Then, we use the following helper functions to construct the prefix:

In [None]:
def make_single_example(headline, entity, time, location):
    example = "Extract from the following headline these properties: Entity, Time, Location. In the case where it doesn't appear in the sentence, write NA.\n"
    example += f"Headline: {headline}\n"
    if entity:
        example += f"Entity: {entity}\n"
        example += f"Time: {time}\n"
        example += f"Location: {location}"
    
    return example

SEPARATOR = "\n##\n"

FEW_SHOT_PREFIX = SEPARATOR.join(
    make_single_example(x["headline"], x["entity"], x["time"], x["location"]) for x in EXAMPLES_DATA
)

And finally, we create a function to handle query inputs and create the full prompt:

In [None]:
def create_ner_prompt(headline):
    """
    Create a few-shot prompt to extract named entities with Jurassic-2 Light given a headline
    The prompt contains a preset sequence of examples followed by the query headline
    """
    return FEW_SHOT_PREFIX + SEPARATOR + make_single_example(headline, '', '', '')  # keep the entities blank and let the model generate

Let's see how this looks for the t-shirt with the specific features from before:

In [None]:
few_shot_prompt = create_ner_prompt(headline=headline)

print(few_shot_prompt)

In [None]:
response = ai21.Completion.execute(destination=ai21.SageMakerDestination(endpoint_name),
                                   prompt=few_shot_prompt,
                                   maxTokens=30,
                                   temperature=0,
                                   stopSequences=['##'],
                                   numResults=1)

print(response['completions'][0]['data']['text'])

As you can see, the completions follow a similar pattern to the examples in the few-shot prompt.

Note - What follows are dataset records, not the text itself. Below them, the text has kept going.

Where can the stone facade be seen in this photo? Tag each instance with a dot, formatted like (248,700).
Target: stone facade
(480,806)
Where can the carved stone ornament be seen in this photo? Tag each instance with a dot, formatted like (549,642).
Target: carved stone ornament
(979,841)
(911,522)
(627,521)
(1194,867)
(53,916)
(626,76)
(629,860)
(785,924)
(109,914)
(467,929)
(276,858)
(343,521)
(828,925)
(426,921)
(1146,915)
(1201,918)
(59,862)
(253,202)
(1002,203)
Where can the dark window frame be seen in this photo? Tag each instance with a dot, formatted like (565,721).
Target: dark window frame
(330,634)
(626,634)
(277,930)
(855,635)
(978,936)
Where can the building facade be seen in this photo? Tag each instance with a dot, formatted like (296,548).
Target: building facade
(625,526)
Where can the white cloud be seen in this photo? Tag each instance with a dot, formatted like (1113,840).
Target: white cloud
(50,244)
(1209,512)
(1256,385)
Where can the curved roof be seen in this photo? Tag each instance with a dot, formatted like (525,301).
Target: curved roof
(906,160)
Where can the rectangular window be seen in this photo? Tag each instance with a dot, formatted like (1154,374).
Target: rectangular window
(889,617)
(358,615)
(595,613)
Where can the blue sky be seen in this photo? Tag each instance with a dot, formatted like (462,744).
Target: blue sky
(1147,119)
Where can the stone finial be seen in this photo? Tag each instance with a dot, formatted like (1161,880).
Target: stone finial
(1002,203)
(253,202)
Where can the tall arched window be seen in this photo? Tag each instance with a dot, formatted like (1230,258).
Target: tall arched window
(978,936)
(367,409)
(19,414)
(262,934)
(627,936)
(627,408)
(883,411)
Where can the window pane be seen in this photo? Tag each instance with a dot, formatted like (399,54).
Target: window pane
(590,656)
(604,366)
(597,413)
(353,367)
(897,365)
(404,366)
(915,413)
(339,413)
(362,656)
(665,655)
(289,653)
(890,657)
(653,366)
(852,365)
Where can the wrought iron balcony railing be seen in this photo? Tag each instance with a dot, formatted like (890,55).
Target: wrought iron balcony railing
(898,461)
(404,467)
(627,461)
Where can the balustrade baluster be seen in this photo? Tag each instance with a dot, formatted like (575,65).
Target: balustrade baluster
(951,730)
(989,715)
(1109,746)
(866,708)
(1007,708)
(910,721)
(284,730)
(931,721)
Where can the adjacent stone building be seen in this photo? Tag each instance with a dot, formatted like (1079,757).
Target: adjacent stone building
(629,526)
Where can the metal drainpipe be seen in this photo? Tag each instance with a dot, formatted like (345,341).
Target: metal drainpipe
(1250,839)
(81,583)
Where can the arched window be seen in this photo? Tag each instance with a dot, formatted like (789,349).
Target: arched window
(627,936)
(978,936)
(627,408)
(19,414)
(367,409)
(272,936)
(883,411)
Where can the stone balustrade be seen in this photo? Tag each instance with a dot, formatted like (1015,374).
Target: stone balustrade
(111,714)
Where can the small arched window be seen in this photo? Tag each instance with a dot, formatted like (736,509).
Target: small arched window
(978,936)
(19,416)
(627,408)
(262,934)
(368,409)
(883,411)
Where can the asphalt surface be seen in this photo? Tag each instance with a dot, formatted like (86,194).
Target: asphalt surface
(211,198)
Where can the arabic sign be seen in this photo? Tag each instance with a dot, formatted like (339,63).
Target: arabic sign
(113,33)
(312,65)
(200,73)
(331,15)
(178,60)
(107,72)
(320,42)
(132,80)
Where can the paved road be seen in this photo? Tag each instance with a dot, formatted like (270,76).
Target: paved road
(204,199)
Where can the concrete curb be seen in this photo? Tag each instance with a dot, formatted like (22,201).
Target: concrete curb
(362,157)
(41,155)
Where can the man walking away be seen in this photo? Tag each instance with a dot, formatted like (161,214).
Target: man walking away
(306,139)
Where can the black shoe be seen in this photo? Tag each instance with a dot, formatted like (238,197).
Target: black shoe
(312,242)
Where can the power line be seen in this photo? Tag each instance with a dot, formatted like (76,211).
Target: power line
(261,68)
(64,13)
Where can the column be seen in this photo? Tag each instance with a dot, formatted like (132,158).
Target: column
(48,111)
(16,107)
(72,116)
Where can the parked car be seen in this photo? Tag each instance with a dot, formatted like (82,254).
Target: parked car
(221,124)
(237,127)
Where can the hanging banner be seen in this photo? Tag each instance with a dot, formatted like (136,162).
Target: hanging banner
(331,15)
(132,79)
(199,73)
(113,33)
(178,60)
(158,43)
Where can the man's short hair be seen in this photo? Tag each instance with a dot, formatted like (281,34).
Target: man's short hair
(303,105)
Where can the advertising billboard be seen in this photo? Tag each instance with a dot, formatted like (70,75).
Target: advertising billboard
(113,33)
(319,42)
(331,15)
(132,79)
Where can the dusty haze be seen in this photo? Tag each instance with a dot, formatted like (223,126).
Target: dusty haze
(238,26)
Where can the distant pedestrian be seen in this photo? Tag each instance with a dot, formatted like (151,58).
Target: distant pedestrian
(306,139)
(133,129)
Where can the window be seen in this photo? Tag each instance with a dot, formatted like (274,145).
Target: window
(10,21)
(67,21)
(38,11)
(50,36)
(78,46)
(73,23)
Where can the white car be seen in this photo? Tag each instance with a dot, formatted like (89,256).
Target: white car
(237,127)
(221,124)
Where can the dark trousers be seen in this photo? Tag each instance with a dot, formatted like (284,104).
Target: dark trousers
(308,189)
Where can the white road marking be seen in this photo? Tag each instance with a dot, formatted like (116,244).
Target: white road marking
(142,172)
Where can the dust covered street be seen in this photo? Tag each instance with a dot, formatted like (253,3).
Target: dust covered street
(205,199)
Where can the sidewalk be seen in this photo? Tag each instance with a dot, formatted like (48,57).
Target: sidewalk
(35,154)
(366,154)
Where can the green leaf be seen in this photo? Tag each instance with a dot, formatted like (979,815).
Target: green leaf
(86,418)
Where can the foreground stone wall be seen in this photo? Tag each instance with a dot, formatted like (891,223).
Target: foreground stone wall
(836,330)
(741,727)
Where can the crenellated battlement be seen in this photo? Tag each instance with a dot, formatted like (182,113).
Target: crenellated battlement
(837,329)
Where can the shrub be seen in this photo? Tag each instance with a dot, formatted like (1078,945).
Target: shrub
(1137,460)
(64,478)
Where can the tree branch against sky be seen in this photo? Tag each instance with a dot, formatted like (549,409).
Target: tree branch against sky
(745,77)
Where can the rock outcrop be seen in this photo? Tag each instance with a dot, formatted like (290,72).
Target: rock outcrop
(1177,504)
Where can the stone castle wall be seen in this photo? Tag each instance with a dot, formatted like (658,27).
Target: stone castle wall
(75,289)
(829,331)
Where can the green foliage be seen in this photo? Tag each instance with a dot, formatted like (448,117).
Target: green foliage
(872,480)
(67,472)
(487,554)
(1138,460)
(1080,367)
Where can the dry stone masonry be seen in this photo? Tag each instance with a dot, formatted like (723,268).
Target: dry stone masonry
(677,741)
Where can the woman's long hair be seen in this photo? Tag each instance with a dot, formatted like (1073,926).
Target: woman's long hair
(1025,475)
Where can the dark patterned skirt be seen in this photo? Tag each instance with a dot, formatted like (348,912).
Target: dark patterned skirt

### Interested in learning more?
Take a look at our [blog post](https://www.ai21.com/blog/building-cv-profile-generator-using-ai21-studio) to understand the process of building a good prompt.

## 3. Clean-up

### A. Delete the endpoint

Now that you have successfully performed a real-time inference, you do not need the endpoint any more. You can terminate the endpoint to avoid being charged.

In [None]:
model.sagemaker_session.delete_endpoint(endpoint_name)
model.sagemaker_session.delete_endpoint_config(endpoint_name)

### B. Delete the model

In [None]:
model.delete_model()